Been reading about the whole issue with modular designs and seams and making sure your UV’s and lightmaps are in tip top shape. While I’ve done the best I can with that, I’m starting to feel like I just wanna scrap all my walls and floors and just design the entire architecture in Blender and port it over as one big FBX, even after I went through the trouble of building modular pieces that fit together nicely.
If I for example, design the entire architecture in Blender and send it over to Unreal, how will my collisions be when the entire thing, walls, floors and ceilings is one big mesh? Will it autogenerate properly or will I have to manually place collisions all over the place in the object editor? (Which is super, super laggy for me)
It really depends on what Im doing and how expandable I want it to be. If I am making some small test environments, where layout and such isnt so important then I use modular. But I will generally always use the unique approach, where I model out the walls, floors, ceilings, ect as separate unique meshes, this gives me much more control of the look I want, as well as it reduces the issues with seams and lightmap errors that come with the modular approach.

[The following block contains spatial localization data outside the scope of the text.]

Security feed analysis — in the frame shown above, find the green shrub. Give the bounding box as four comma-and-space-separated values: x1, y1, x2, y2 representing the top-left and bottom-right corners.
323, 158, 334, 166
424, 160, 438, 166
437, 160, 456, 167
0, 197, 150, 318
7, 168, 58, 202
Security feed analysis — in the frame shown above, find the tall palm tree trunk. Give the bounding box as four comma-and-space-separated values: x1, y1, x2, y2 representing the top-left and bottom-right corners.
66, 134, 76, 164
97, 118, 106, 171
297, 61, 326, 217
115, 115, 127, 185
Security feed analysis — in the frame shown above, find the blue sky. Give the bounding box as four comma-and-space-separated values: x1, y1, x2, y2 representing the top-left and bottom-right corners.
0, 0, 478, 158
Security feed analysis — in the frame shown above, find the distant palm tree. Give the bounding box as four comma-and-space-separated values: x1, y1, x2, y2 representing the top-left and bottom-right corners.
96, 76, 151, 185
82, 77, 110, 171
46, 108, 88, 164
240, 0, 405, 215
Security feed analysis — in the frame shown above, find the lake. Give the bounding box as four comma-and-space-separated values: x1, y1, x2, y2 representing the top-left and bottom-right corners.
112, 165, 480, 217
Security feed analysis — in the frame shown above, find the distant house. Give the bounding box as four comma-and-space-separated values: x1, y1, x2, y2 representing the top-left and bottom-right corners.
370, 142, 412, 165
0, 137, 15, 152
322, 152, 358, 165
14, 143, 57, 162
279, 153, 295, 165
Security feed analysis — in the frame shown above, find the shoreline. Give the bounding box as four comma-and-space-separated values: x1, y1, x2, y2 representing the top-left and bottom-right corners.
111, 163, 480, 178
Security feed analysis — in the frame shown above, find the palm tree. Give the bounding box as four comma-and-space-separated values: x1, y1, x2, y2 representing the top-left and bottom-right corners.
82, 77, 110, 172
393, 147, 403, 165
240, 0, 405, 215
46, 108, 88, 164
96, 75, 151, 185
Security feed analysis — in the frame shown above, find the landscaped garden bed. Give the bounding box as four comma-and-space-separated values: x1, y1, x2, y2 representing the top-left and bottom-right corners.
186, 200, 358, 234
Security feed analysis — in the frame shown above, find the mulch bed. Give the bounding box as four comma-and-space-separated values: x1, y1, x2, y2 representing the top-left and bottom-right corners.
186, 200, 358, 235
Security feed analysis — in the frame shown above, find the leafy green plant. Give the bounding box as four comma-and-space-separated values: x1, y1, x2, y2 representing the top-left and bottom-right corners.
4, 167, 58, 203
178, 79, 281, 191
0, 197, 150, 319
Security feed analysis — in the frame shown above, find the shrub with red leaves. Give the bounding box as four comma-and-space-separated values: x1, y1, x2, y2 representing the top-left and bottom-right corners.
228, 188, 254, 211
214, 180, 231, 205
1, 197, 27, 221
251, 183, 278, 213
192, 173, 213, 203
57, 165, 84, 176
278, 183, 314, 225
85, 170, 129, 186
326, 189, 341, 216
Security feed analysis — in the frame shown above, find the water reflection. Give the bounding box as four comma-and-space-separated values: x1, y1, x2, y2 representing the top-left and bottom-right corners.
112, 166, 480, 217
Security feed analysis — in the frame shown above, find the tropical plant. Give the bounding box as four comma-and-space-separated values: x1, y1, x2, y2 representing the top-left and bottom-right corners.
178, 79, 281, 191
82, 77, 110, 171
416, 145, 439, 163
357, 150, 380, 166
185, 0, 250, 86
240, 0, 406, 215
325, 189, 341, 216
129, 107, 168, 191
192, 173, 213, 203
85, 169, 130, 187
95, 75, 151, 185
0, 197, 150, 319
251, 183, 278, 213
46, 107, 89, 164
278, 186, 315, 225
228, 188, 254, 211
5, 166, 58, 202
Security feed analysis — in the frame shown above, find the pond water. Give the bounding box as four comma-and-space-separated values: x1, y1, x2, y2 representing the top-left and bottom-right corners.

I see, thanks for the replies . Do you guys have any examples of how the UV’s of a modular floor or wall model should look for reference? This is how mine look for example:
I get seams with this, of course I allowed blender to make the UV itself automatically. I’m thinking though, I want each side of the floor to have its own UV map occupying the entire space of their own map. Does that make more sense for seamless modular walls and floors?